In accounting, if you take all of the physical assets, and add them up, this gives one, rather limited view of the organisation's value. Issue is that it does not cover the valuation that is put on the company by the market, or more especially, any purchaser of that organisation.
To give an example. Suppose Mega-Corporation buys out Huge Corporation. Huge Corporation has buildings, stock in the warehouses, and outstanding invoices receivable of about 12 billion dollars. It is owe various people like shareholders, suppliers, and so on, about 6 billion, so you would say from an strict accounting point of view that the organisation is worth 6 billion. But those mad fools at Mega-Corporation buy Huge Corporation for 10 billion dollars!
From a strict accounting point of view, then they have paid 4 billion more than they needed to for the assets. Accountants then square this circle by adding in a make believe asset called "goodwill" . In other words, Mega-Corporation is paying this money to get the reputation, brands, distribution channels, R&D capacity, and other revenue generating assets of Huge Corporation.
So, there is one of two things going on here. Either the people in charge of Mega-Corporation are as dumb as a bag of rocks, or there is indeed an asset there that defies logical valuation.
Of course, people do over-pay, and sentiment can get out of whack, as in the boom years. (Larry Ellison, always a good man for a quote, said of Ariba , the on-line supply chain stuff. "Are they really worth more than the Daimler corporation?
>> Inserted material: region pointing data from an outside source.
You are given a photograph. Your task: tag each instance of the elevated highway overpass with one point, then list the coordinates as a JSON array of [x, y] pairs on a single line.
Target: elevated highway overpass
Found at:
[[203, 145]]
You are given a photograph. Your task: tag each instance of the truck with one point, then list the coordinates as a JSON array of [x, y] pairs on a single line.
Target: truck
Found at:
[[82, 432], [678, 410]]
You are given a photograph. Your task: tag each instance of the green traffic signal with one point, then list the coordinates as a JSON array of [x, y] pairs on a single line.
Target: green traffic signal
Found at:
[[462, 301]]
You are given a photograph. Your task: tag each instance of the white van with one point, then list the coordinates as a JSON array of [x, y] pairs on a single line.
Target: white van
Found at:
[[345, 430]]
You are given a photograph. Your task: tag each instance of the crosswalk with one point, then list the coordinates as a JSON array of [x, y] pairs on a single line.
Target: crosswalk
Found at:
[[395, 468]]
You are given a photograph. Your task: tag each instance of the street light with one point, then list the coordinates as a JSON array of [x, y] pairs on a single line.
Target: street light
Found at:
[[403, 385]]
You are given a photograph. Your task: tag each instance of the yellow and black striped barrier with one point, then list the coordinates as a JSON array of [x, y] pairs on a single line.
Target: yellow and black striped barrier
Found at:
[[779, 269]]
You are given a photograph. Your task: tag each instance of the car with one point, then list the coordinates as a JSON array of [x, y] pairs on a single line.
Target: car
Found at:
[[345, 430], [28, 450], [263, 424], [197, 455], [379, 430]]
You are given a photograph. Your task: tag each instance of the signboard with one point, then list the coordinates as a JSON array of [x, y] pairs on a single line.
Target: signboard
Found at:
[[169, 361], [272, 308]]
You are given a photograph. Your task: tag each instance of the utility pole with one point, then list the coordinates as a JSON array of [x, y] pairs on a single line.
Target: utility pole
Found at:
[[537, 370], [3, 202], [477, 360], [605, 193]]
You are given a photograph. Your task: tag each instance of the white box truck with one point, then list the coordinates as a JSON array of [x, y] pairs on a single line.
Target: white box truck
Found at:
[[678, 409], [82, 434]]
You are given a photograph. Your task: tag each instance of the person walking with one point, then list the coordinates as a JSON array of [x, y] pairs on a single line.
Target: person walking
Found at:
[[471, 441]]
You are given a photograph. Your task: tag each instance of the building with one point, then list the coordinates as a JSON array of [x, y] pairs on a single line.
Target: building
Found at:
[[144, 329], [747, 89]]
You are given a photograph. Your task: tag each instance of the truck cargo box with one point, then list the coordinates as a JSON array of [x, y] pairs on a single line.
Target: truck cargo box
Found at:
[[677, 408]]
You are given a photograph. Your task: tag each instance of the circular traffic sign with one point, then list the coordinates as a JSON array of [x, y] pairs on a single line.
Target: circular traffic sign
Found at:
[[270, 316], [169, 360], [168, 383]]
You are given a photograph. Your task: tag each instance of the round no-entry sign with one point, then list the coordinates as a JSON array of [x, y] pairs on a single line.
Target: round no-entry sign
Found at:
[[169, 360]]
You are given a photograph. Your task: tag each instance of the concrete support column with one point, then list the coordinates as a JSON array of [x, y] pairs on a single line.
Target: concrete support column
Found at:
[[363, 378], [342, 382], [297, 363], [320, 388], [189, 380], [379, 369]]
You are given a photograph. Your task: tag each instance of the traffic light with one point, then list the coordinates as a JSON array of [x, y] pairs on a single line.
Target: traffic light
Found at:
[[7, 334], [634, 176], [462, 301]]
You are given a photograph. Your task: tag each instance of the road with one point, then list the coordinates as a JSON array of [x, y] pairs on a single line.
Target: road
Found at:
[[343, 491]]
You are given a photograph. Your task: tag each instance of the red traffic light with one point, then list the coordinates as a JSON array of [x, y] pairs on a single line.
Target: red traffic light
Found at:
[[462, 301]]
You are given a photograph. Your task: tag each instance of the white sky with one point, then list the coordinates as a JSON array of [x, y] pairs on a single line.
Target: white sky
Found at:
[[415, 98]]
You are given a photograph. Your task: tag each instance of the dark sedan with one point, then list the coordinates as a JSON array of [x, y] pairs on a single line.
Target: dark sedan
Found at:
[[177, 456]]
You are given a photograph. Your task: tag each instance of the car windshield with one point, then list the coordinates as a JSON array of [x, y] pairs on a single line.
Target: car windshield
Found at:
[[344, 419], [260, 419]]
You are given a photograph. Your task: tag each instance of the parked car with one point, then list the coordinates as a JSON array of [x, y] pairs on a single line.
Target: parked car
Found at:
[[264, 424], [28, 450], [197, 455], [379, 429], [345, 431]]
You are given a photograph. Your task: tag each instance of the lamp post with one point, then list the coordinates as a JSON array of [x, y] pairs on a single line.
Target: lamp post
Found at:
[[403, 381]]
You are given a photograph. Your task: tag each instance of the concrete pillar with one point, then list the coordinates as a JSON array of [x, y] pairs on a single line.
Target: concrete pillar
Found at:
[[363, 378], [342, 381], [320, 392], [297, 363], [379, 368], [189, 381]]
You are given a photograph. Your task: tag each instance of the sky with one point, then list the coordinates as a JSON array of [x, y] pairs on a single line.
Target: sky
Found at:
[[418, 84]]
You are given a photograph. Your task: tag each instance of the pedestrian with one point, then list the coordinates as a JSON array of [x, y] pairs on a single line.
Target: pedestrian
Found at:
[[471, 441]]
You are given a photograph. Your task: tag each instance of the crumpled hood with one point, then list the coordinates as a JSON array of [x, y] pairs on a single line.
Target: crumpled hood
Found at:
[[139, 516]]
All they have is a bunch of software that my cat could have written over a free weekend." Heh, that's a competitive assessment and a half...)
But the answer is, and we all understand this, that the value of the organisation is more than the current assets, physical, human or otherwise. This is were people like Interbrand spend a lot of time doing research and trying to asses what the brand value really is, in hard monetary terms.
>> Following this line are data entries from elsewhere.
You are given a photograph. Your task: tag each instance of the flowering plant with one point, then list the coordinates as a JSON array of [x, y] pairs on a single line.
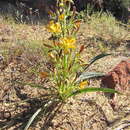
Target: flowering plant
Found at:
[[67, 72]]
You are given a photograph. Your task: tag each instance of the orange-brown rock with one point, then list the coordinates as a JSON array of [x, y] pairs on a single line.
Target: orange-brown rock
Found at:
[[119, 77]]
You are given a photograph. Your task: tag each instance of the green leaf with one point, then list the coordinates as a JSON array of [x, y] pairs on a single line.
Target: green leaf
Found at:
[[95, 59], [32, 118], [31, 85], [89, 75], [85, 90]]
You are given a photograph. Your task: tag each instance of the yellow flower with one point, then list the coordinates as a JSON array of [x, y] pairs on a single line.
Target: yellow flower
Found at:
[[54, 27], [67, 43], [61, 17], [83, 84]]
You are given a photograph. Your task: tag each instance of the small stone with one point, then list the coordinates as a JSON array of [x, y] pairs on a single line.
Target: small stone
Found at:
[[119, 77]]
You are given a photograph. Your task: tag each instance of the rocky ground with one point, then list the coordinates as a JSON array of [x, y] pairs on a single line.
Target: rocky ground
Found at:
[[21, 51]]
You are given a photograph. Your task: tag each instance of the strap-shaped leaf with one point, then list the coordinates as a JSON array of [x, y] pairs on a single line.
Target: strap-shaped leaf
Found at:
[[86, 90], [95, 59], [89, 75], [32, 118]]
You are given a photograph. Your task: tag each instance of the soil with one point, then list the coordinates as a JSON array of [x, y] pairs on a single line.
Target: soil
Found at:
[[18, 101]]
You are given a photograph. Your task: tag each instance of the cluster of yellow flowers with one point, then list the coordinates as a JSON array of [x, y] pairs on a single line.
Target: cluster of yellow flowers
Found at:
[[65, 41]]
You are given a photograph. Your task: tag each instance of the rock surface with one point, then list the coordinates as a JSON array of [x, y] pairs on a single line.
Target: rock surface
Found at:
[[119, 77]]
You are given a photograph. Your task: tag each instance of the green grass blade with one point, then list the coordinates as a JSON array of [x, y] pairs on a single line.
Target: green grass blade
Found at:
[[32, 118], [89, 75], [96, 58], [86, 90]]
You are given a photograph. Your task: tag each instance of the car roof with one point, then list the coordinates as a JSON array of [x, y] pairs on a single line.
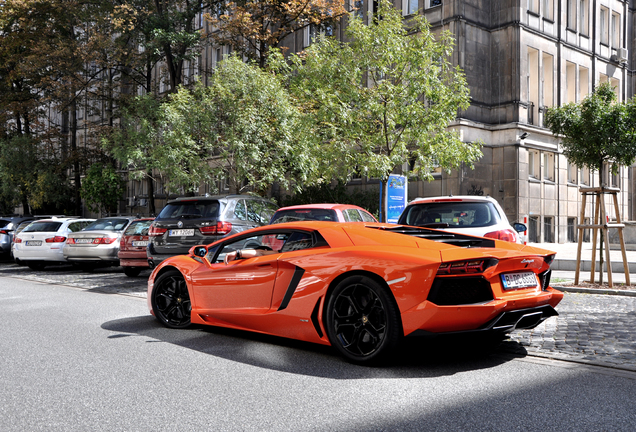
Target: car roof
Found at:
[[453, 198], [322, 206], [215, 197]]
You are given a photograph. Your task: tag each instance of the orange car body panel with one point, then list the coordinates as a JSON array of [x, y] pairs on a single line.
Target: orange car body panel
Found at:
[[248, 294]]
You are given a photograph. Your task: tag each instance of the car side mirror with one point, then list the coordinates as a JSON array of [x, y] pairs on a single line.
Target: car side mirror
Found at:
[[519, 227], [199, 251]]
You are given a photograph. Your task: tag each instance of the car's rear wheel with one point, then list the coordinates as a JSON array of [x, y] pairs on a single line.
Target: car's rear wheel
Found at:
[[132, 271], [362, 320], [171, 300]]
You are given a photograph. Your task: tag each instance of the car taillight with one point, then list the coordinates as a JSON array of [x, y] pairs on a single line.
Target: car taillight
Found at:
[[56, 239], [220, 228], [104, 240], [466, 267], [505, 235], [154, 231]]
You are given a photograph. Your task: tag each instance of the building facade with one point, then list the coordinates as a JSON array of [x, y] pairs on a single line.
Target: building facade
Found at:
[[521, 57]]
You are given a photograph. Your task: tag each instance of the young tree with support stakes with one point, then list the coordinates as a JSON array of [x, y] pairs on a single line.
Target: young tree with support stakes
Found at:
[[383, 100], [595, 132]]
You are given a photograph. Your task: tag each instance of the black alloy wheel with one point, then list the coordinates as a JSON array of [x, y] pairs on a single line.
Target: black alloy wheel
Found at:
[[362, 320], [132, 271], [171, 300]]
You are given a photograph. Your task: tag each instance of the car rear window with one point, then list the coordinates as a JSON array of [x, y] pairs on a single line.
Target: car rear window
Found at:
[[304, 214], [138, 228], [192, 209], [107, 225], [43, 227], [456, 214]]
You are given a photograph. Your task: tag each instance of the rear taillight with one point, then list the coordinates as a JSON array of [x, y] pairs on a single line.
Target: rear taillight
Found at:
[[221, 228], [56, 239], [154, 231], [466, 267], [104, 240], [505, 235]]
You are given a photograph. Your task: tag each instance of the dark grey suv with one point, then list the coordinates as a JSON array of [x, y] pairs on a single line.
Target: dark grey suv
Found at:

And not all interactions in humans, or primates are directly economically rational, but depend on the notion of owed favours. Monkeys have a well established sense of fairness. I lend my tools to the neighbour, and he occasionally runs my kid to school. I say hello to everyone, and soon I get a network of contacts in the place where I live who make me feel like part of a community.
So, what is my point. Blogging, Internet, and Wiki. These are tools that cannot be understood (solely) through the perspective of neo-classical economics. The stored value that is in the model is not monetary. What is the value of a link from BoingBoing or Gaping Void to your blog, both from a point of view of how much effort you would invest to get it, and the future value both monetary and in wiki terms of building this kind of contact?
Thus, the post autistic economics model is interesting to me, because I feel that we need a different way to measure stored privileges and capabilities, especially where disintermediation has allowed up to come to a situation where what we have is akin to the bartering of "intellectual property. " The bazaar built Linux, and it does run in that Egyptian Taxi model, as so loving described by Eric Raymond, but the stored value is now equivalent to the real hard money invested in operating system like Windows, or MVS. What current economic measure would allow this to be determined?
So, there are many kinds of capital, and especially in the modern world, neo-classical economic theory restricts itself to the measures of only the most mechanical. How would our view of society be altered if we could also harness the measures of this less tangible capital that we are developing. Could we then make a rational argument for the Creative Commons, versus the Intellectual Property route?
I have no fixed ideas yet, but it is an interesting question that is taking up time in my thoughts.